RELEASE DATE 4.6.2013
9.3 | 10
UK duo Disclosure, consisting of brothers Howard and Guy Lawrence, have come a long way in a short amount of time. The eldest Lawrence brother, Guy, is only 21 years old, yet on their 2013 debut LP Settle, the siblings come across as seasoned veterans in the dance music field. For 16 tracks, Settle transfixes its audience, with the duo shifting gears from chart topping smash singles to dance floor fillers with relative ease.

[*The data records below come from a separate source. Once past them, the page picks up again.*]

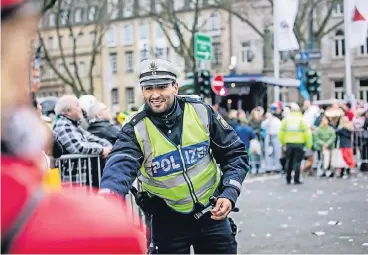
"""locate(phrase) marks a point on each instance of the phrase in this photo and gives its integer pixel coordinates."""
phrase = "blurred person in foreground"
(34, 221)
(345, 143)
(100, 123)
(295, 134)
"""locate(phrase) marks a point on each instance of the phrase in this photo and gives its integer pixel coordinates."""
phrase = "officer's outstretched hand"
(222, 209)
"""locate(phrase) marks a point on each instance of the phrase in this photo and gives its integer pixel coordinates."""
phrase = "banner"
(285, 13)
(358, 23)
(36, 80)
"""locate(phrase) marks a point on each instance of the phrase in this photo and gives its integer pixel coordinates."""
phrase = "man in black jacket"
(100, 123)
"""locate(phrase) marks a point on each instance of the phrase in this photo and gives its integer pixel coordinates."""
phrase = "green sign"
(202, 47)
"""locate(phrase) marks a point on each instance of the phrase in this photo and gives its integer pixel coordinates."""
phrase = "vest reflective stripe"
(180, 175)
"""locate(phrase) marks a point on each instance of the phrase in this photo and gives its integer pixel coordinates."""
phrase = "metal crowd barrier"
(86, 171)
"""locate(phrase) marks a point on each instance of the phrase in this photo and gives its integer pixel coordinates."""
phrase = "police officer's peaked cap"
(157, 72)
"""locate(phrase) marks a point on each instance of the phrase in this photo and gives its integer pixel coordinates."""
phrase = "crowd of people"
(339, 137)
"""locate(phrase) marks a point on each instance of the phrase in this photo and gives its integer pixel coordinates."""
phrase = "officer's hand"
(222, 209)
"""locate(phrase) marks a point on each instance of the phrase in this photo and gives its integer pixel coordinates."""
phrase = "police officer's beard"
(160, 104)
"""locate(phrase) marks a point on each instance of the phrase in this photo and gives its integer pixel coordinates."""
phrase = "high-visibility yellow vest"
(181, 175)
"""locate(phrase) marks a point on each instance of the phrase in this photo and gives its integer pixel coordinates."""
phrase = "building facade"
(331, 64)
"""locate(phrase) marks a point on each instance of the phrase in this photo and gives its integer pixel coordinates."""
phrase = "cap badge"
(153, 67)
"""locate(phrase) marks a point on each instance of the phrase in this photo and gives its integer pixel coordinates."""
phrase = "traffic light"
(204, 83)
(313, 82)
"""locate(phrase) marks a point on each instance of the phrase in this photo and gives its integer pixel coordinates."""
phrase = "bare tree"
(70, 75)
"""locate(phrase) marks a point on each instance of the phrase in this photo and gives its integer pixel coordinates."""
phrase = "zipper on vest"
(187, 179)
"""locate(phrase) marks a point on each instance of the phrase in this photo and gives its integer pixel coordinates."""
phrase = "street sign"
(202, 47)
(217, 85)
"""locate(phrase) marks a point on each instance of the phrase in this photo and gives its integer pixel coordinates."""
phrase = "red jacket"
(63, 222)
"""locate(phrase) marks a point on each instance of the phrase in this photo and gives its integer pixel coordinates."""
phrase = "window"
(363, 89)
(115, 96)
(178, 4)
(128, 34)
(111, 36)
(78, 15)
(80, 40)
(245, 51)
(129, 61)
(363, 50)
(214, 24)
(339, 47)
(128, 8)
(143, 31)
(92, 11)
(145, 53)
(52, 19)
(216, 54)
(64, 16)
(159, 32)
(130, 95)
(113, 61)
(158, 6)
(144, 6)
(51, 42)
(112, 9)
(81, 69)
(338, 9)
(339, 89)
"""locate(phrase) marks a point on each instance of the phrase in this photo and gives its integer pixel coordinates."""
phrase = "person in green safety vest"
(182, 153)
(295, 134)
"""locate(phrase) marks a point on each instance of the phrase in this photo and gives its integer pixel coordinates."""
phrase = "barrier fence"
(86, 171)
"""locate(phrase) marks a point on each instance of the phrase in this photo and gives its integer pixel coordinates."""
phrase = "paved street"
(321, 216)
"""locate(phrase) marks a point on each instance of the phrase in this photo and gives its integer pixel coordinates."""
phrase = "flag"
(284, 24)
(358, 23)
(36, 80)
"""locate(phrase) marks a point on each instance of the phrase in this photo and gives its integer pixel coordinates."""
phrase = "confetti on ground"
(322, 212)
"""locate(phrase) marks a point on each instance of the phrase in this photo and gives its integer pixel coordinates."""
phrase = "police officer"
(295, 134)
(173, 145)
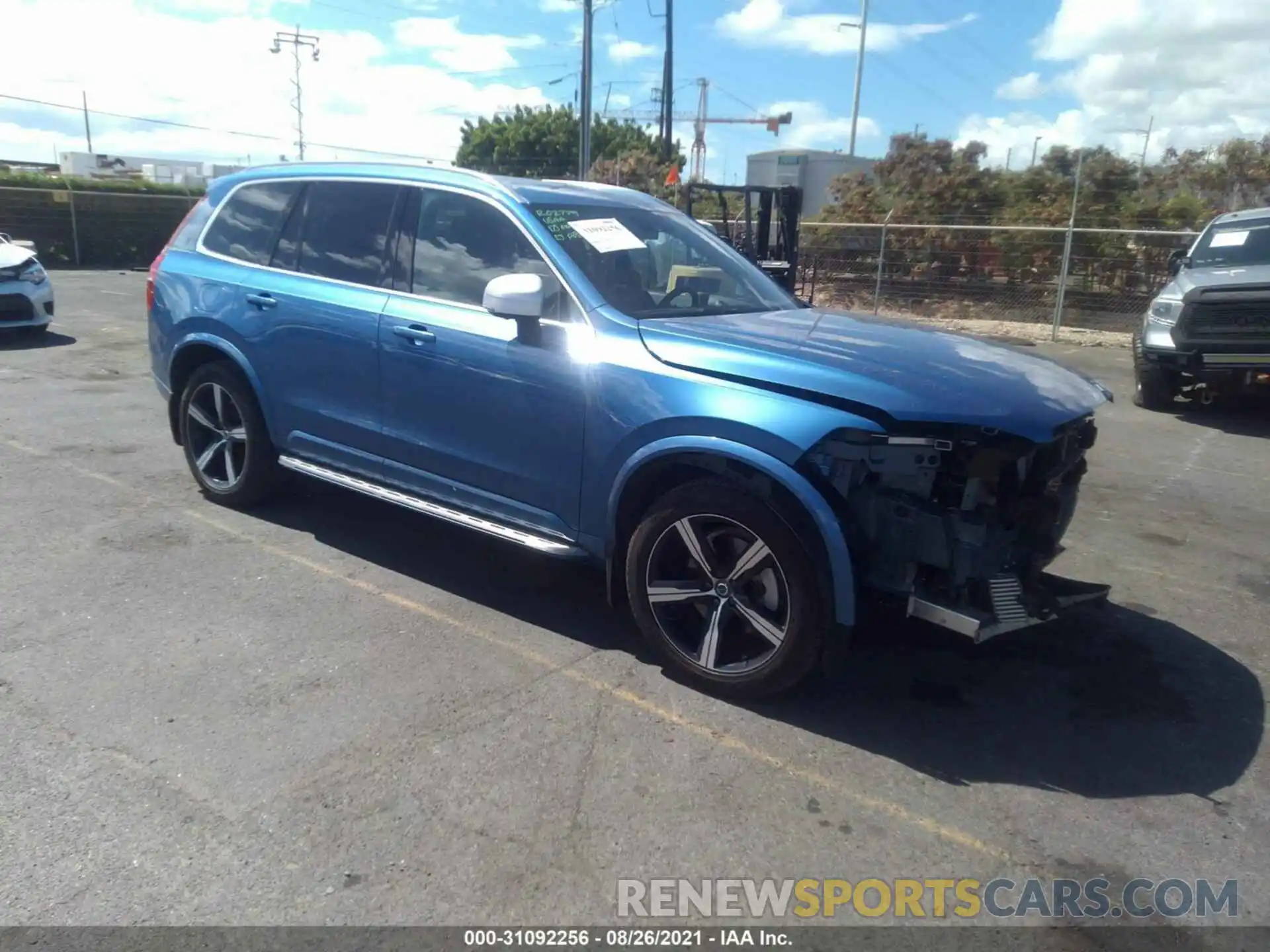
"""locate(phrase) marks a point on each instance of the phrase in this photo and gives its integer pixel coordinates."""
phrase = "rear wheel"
(226, 444)
(724, 590)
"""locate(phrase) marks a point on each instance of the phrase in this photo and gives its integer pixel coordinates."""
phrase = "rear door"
(316, 307)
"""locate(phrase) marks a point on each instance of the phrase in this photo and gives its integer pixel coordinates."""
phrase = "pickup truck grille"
(1228, 319)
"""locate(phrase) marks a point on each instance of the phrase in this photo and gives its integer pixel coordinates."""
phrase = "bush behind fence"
(987, 272)
(92, 229)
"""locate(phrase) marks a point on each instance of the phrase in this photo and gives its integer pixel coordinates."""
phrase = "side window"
(462, 243)
(346, 230)
(249, 220)
(286, 253)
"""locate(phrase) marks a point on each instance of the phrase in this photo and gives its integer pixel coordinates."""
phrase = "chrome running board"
(521, 537)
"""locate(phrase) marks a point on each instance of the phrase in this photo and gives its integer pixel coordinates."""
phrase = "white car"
(26, 291)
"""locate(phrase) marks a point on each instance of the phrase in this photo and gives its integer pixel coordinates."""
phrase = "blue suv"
(586, 372)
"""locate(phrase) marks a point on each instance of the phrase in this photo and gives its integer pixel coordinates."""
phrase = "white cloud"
(769, 23)
(355, 95)
(814, 128)
(628, 50)
(1198, 70)
(461, 51)
(1027, 87)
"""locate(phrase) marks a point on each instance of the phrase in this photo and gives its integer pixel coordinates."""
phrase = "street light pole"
(860, 71)
(585, 136)
(296, 40)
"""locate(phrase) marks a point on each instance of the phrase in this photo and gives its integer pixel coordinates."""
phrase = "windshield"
(1234, 244)
(652, 263)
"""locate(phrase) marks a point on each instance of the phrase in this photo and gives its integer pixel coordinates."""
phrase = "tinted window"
(286, 253)
(658, 263)
(249, 220)
(462, 243)
(1234, 244)
(346, 230)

By all accounts, feature-heavy dance music albums tend to veer too close to the cliché to be anything more than distractions. Settle has its fair share of collaborators, but each fits warmly into the narrative being built by the Lawrence brothers. Sam Smith’s star making turn on “Latch” is just as potent today as it was when it was first released last year, and Aluna Francis sounds just as at home singing over Disclosure’s jittery beats as she does over George Reid’s silky-smooth productions. “White Noise” and “Latch” are still two of Disclosure’s best tracks, but in the context of Settle, the valleys on either side of these two monstrous songs don’t make those peaks seem so insurmountable. “F For You” skates along courtesy of some smooth vocals from Howard Lawrence, and serves as a bridge between “Latch” and “White Noise.”
Elsewhere, guest vocalists such as Sasha Keable and Jamie Woon make the most of their appearances, with the former being the perfect balance of the duo’s ability to craft Top 40 juggernauts and underground dance floor gems (see: “When A Fire Starts To Burn”). On “January,” Woon turns in a remarkable performance, taking command of his surroundings in a way others could only dream of. Everyone’s favorite UK singer, Jessie Ware, shows up on the sultry “Confess To Me” and she does what she does best. “Confide in me,” she sings. Not many singers can make commitment sound like a warm blanket rather than a long journey through the snow.
The greatest electronica albums, Endtroducing, Untrue, Music Has the Right To Children, are all based in the muck and mud, as much indebted to the emotional lows of life as most other electronica music is based on the euphoria one experiences once every blue moon. Settle is not trying to be the work of Burial or Boards Of Canada; it’s the work of two kids becoming men settling into their surroundings, taking the potential energy of the likes of DJ Shadow and transferring it to the kinetic energy that has made EDM such a force in pop culture these past couple of years. This is an album that will only gain steam as we submerge ourselves into these summer months, and will surely become a staple of every summer henceforth.